REG_2019_2033 · über Aufsichtsanforderungen an Wertpapierfirmen und zur Änderung der Verordnungen (EU) Nr. 1093/2010, (EU) Nr. 575/2013, (EU) Nr. 600/2014 und (EU) Nr. 806/2014

(1)Für die Zwecke von Artikel 11 Absatz 1 Buchstabe a beträgt die Anforderung für fixe Gemeinkosten mindestens ein Viertel der fixen Gemeinkosten des Vorjahres. Die Wertpapierfirmen verwenden die Zahlen, die sich aus dem geltenden Rechnungslegungsrahmen ergeben.
(2)Ist nach Ansicht der zuständigen Behörde eine wesentliche Änderung der Geschäftstätigkeiten einer Wertpapierfirma eingetreten, so kann die zuständige Behörde den in Absatz 1 genannten Kapitalbetrag anpassen.

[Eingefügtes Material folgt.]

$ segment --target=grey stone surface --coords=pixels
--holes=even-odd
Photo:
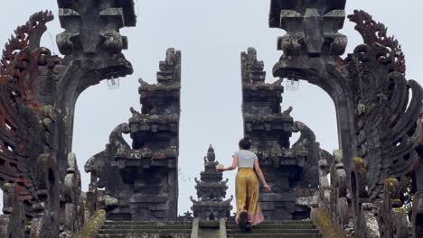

(3)Übt eine Wertpapierfirma ihre Geschäftstätigkeit seit weniger als einem Jahr ab dem Tag, an dem sie ihre Wertpapierdienstleistungen oder Anlagetätigkeiten aufgenommen hat, aus, so verwendet sie für die Berechnung gemäß Absatz 1 die veranschlagten fixen Gemeinkosten, die in ihren mit ihrem Antrag auf Zulassung vorgelegten Prognosen für die ersten zwölf Monate der Handelstätigkeit enthalten sind.
(4)Die EBA erarbeitet in Abstimmung mit der ESMA Entwürfe technischer Regulierungsstandards zur Ergänzung der Berechnung der in Absatz 1 genannten Anforderung, die mindestens die folgenden Abzugsposten umfasst: a) Prämien für Mitarbeiter und sonstige Vergütungen, soweit sie von dem Nettogewinn der Wertpapierfirma im betreffenden Jahr abhängen; b) Gewinnbeteiligungen der Mitarbeiter, der Geschäftsführer und der Gesellschafter; c) sonstige Gewinnausschüttungen und sonstige variable Vergütungen, soweit sie vollständig diskretionär sind; d) zu entrichtende geteilte Provisionen und Entgelte, die direkt mit den einzufordernden Provisionen und Entgelten in Verbindung stehen, die Bestandteil der Gesamterlöse sind, und bei denen die Zahlung der zu entrichtenden Provisionen und Entgelte vom tatsächlichen Erhalt der einzufordernden Provisionen und Entgelte abhängt; e) Entgelte an vertraglich gebundene Vermittler; f) einmalige Aufwendungen aus unüblichen Tätigkeiten. Ferner bestimmt die EBA für die Zwecke dieses Artikels den Begriff der wesentlichen Änderung. Die EBA übermittelt der Kommission diese Entwürfe technischer Regulierungsstandards bis zum 26. Dezember 2020. Der Kommission wird die Befugnis übertragen, diese Verordnung zu ergänzen, indem die in Unterabsatz 1 genannten technischen Regulierungsstandards gemäß den Artikeln 10 bis 14 der Verordnung (EU) Nr. 1093/2010 erlassen werden.